L’offerta era tutto ciò che Yusha aveva sognato: la rinascita, il prestigio e la possibilità di cambiare il mondo. Guardò Zainab. Vide come lei inclinava la testa verso le montagne che aveva imparato a riconoscere dai loro echi.
«E mia moglie?» chiese Yusha.
«Sarà la direttrice dell’Accademia», disse Julian. «Dicono che senta il battito del cuore di una malattia prima ancora che un medico tocchi il paziente. Lei è l’anima di questa operazione.»
Il villaggio trattenne il respiro. Malik, il padre di Zainab, strisciò fuori dall’ombra del suo capanno, con gli occhi sbarrati dall’avidità. «Prendetelo!» urlò, la sua voce un lamento patetico. «Prendete l’oro! Potremo tornare alla tenuta! Potremo essere di nuovo re!»
Zainab non guardò suo padre. Non si accorse nemmeno della sua presenza. Allungò la mano e trovò quella di Yusha, le sue dita si intrecciarono con le sue.

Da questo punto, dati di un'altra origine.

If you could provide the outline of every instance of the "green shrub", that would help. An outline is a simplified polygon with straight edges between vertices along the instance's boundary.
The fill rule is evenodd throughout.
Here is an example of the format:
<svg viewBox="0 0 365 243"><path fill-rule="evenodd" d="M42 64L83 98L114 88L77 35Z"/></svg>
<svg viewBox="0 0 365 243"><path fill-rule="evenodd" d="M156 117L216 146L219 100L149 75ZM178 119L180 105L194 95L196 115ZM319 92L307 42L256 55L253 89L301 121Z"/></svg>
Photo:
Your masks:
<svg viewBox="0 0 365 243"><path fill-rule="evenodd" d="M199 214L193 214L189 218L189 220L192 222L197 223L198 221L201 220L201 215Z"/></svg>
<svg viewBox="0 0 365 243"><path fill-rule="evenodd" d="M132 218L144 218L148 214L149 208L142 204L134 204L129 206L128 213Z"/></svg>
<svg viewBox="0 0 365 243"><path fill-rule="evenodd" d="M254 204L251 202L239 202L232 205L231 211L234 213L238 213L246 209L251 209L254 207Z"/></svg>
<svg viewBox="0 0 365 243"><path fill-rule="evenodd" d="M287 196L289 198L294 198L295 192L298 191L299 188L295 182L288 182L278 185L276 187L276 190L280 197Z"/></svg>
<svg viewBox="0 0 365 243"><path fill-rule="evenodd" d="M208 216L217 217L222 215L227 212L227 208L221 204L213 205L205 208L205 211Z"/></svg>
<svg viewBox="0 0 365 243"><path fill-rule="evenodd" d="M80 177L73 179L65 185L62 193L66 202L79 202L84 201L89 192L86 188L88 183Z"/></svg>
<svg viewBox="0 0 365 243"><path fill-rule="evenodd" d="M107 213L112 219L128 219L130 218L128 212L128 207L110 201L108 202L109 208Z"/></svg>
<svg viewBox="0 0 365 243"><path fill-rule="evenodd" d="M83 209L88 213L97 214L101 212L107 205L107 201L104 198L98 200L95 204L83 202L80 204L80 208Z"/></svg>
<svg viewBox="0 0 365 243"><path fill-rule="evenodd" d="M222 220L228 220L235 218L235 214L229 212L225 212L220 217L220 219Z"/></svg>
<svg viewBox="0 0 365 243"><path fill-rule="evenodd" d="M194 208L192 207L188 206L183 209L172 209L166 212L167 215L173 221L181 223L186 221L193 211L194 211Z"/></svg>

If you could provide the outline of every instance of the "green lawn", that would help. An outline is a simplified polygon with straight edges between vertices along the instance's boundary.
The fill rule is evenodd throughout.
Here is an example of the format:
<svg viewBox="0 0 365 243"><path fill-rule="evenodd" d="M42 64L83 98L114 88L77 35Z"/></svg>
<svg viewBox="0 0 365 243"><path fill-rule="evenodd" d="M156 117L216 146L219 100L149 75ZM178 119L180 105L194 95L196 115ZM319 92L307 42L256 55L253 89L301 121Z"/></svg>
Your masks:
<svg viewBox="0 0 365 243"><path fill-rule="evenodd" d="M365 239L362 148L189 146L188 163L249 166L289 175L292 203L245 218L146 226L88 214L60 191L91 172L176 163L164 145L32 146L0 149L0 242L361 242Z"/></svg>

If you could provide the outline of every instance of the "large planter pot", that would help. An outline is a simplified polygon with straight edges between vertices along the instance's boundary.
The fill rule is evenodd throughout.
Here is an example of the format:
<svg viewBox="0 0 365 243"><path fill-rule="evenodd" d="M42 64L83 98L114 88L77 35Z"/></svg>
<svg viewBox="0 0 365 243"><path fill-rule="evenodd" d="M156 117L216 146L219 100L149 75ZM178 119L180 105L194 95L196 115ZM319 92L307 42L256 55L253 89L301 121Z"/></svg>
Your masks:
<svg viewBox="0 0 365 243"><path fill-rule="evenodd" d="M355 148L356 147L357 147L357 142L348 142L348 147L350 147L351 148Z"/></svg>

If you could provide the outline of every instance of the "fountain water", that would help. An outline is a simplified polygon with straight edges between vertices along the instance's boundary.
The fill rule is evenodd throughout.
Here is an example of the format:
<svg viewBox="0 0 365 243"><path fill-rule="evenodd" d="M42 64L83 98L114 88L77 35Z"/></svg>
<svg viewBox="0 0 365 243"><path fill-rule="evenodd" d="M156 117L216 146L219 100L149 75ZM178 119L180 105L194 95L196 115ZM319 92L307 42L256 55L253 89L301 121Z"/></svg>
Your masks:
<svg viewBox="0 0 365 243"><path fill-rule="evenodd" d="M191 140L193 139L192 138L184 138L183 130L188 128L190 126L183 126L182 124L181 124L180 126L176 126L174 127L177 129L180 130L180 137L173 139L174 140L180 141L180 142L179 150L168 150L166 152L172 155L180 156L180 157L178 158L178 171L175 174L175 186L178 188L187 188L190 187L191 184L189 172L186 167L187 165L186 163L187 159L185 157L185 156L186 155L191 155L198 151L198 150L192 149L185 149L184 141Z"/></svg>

«Noi non siamo la gente che viveva in questa città», disse Zainab al Governatore. «Quella versione di noi è morta nel fuoco e nell’oscurità. Se ce ne andiamo, non ce ne andiamo come élite “restaurate”. Ce ne andiamo come i mendicanti che hanno imparato a vedere.»

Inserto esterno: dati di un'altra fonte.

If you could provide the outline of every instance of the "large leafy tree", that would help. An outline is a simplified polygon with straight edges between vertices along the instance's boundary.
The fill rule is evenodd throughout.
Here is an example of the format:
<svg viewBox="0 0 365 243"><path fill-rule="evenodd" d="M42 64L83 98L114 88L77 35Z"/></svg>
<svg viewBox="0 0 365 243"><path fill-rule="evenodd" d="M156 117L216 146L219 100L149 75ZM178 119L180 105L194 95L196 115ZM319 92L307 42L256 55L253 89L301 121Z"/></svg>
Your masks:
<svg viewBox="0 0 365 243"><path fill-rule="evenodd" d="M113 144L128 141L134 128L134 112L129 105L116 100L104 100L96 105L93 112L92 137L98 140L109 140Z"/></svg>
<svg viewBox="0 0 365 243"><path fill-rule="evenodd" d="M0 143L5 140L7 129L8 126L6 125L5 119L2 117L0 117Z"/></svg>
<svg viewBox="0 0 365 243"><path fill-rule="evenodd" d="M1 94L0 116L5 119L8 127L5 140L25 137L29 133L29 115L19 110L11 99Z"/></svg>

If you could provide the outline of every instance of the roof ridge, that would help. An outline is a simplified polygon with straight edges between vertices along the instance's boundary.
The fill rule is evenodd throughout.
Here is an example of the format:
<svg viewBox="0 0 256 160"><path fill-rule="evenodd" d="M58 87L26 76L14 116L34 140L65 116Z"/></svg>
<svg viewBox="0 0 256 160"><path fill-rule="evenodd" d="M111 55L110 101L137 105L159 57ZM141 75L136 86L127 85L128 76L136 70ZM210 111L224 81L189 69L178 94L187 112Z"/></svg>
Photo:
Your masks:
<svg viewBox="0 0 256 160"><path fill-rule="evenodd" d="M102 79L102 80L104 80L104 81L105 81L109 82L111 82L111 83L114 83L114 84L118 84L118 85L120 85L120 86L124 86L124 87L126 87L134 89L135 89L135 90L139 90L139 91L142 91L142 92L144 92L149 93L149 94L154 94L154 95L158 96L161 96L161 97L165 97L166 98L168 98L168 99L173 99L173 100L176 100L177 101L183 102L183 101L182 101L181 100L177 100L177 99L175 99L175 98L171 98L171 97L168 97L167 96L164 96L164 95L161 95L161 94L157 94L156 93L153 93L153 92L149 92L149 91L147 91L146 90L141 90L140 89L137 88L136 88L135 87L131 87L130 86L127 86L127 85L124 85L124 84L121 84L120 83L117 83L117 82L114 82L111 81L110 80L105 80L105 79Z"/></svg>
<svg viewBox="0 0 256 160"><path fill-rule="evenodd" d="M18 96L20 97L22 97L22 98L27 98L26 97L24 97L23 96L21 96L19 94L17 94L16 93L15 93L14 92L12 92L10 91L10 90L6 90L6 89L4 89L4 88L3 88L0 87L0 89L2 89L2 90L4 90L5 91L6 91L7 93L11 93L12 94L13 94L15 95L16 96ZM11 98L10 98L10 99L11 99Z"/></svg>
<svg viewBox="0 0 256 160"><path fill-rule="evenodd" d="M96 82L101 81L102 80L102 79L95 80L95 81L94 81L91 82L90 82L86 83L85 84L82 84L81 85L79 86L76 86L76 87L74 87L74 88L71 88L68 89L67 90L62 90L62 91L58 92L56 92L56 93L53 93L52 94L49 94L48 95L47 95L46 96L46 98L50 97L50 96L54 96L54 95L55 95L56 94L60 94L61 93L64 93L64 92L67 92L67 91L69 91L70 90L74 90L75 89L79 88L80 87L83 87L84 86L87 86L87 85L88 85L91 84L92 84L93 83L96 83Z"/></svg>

«Accetto le tue condizioni», disse Julian, un piccolo sorriso sincero che incrinava la sua facciata di pietra.
La partenza non fu una grande parata. Portarono con sé solo le loro erbe, i loro strumenti d’argento e i ricordi della capanna.
Mentre la carrozza saliva sul crinale verso la città, Zainab sentì l’aria cambiare. Il profumo del fiume svanì, sostituito dall’odore intenso e complesso di pietra, fumo e umanità.
«Hai paura?» sussurrò Yusha, stringendola nelle pellicce.
«No», rispose lei, appoggiando la testa sulla sua spalla. «L’oscurità è la stessa ovunque, Yusha. Ma ora, noi portiamo la luce.»
Nella valle sottostante, la casa di pietra era vuota, ma il giardino continuava a crescere. Anni dopo, i viaggiatori si fermavano lì a cogliere un rametto di lavanda, raccontando la storia della ragazza cieca che sposò un mendicante e finì per insegnare a un regno come guarire.
Si dice che in certe notti, quando il vento è quello giusto, si possa ancora udire la voce di un uomo che descrive le stelle a una donna che le vedeva più chiaramente di chiunque altro.
Il fuoco aveva portato via il loro passato, l’oscurità aveva plasmato il loro presente, ma insieme avevano costruito un futuro che nessuna fiamma avrebbe potuto intaccare e nessuna ombra avrebbe potuto nascondere.